8 thoughts on “Hiking with Gandalf

  1. Love this one! I love the perspective, path, path reminder. Sometimes it feels like path, path, path, path….am I ever going to get the perspective. It never fails that God opens our eyes to it at just the right time. Thanks for sharing! 😀

    • Thanks for the feedback, KB. I must confess I do not like to wait for perspective. I’d much rather look backward with understanding than live forward with questions. That’s why it’s called a walk of faith, I suppose 🙂

  2. Dave, I love this! I have some Gandalfs in my life too, the writing life, the mom-life, the wife-life. Those who share their wisdom with me and help me avoid some of the rocks and tree roots that would otherwise stumble me.

    That being said, there have been many times (and knowing me, there will be many more) where I will have my eyes in the wrong place because my perspective is off. I’m looking far ahead, and wondering “What If” instead of the next step in my path. Ah, the balance…such an elusive thing sometimes.

    I loved your thoughts here. And your drawing. As always. 🙂

    • Thank you so very much for your compliments and your good comments. I am glad that you are privileged to walk with the wise, because that makes all the difference. And, oh yes, looking in the wrong places and looking too far ahead, those are familiar tripping hazards for me, too. This may sound funny, but, just when I start to think I know what life’s about, the Spirit reveals to me that I am getting restless and impatient,so that I am not paying close attention to what God is doing right now, in the unfolding moments. I’m reminded again to quiet down, listen to God, look to God, and walk step by step with Him.

  3. As a family law attorney, a big part of my job is helping people find perspective and guiding their legal path.
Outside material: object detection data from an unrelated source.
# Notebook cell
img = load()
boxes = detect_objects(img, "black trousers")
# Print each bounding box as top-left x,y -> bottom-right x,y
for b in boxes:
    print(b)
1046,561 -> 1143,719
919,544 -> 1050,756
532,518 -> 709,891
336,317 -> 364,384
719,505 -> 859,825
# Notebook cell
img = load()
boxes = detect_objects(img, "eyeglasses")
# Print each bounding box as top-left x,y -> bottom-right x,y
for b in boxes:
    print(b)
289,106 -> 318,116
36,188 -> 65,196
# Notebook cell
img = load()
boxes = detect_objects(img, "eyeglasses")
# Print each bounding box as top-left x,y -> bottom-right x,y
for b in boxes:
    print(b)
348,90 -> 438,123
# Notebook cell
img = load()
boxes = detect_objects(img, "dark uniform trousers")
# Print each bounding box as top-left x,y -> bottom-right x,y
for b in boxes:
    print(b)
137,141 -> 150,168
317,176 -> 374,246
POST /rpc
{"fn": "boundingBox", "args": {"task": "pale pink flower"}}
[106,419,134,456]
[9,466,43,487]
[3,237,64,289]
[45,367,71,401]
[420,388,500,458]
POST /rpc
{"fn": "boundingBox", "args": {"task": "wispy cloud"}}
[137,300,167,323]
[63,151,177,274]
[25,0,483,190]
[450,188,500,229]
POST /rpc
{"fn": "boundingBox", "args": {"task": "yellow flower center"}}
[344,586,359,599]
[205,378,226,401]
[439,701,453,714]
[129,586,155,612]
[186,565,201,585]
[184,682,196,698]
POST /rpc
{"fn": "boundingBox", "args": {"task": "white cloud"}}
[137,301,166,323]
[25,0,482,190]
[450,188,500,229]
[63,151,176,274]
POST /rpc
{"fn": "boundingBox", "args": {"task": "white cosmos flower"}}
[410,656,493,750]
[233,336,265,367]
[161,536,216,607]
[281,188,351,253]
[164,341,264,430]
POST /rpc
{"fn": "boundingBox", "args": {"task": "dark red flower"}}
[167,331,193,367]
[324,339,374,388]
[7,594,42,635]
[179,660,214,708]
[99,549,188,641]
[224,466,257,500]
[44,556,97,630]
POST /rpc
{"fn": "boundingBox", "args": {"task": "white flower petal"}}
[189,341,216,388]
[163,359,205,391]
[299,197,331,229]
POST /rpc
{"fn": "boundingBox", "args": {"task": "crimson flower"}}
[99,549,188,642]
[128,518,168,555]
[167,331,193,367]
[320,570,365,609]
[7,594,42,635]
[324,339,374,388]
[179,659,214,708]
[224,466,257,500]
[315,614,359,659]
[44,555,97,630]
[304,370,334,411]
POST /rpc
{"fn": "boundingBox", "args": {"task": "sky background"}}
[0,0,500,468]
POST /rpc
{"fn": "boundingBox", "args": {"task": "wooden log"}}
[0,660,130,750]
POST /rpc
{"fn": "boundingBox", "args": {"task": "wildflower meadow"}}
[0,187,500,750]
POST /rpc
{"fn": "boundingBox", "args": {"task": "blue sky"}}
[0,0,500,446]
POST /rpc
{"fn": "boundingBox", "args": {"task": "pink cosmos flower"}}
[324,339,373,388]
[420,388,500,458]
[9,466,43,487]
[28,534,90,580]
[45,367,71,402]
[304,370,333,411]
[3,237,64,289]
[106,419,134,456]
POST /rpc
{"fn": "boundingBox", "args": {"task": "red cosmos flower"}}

It’s actually lovely to be guided by those wiser than me and by the Wisest of All. I had an interesting lesson on perspective this week. The day before I had surgery the opening line of a devotional I’m reading said “DO NOT WORRY ABOUT TOMORROW!” Complete with the caps and exclamation point. I was very reassured. I took the devotional with me to read on the way to the hospital thinking I would find more reassurance. The opening line was “SELF-PITY IS A SLIMY BOTTOMLESS PIT.” Lest I was inclined to go there, I guess. Cracked me up and took the whine right out of my sail!

    • Thank you for sharing your story, Shel. Being anxious about the future is a sure way to lose perspective, so that ALL CAPS message was a timely warning to sidestep the worry trap. Your second warning to avoid the slimy pit of self-pity assures me that Someone wiser than Solomon was imparting His counsel to you in a time when you were vulnerable. I do hope you are recovering well from surgery.

  4. I love, love, love this post, Dave. Our family has always hiked (well, until I got tired the past few years), so I know all about path, path, path … could go on, but I won’t. It’s true that perspective is there somewhere, I just happen to like it to show up the minute I want it.

    And so funny about Gandalf – I once had a guide and I’m guessing she was about that same age. Betty G. 😉 was a wise one.

    • Thanks so much for your kind words. I am so glad you found a personal connection to the theme. I really should hike more than I do. If I did, maybe I’d learn to wait for perspective 🙂 I’m usually impatient for the wider view, too.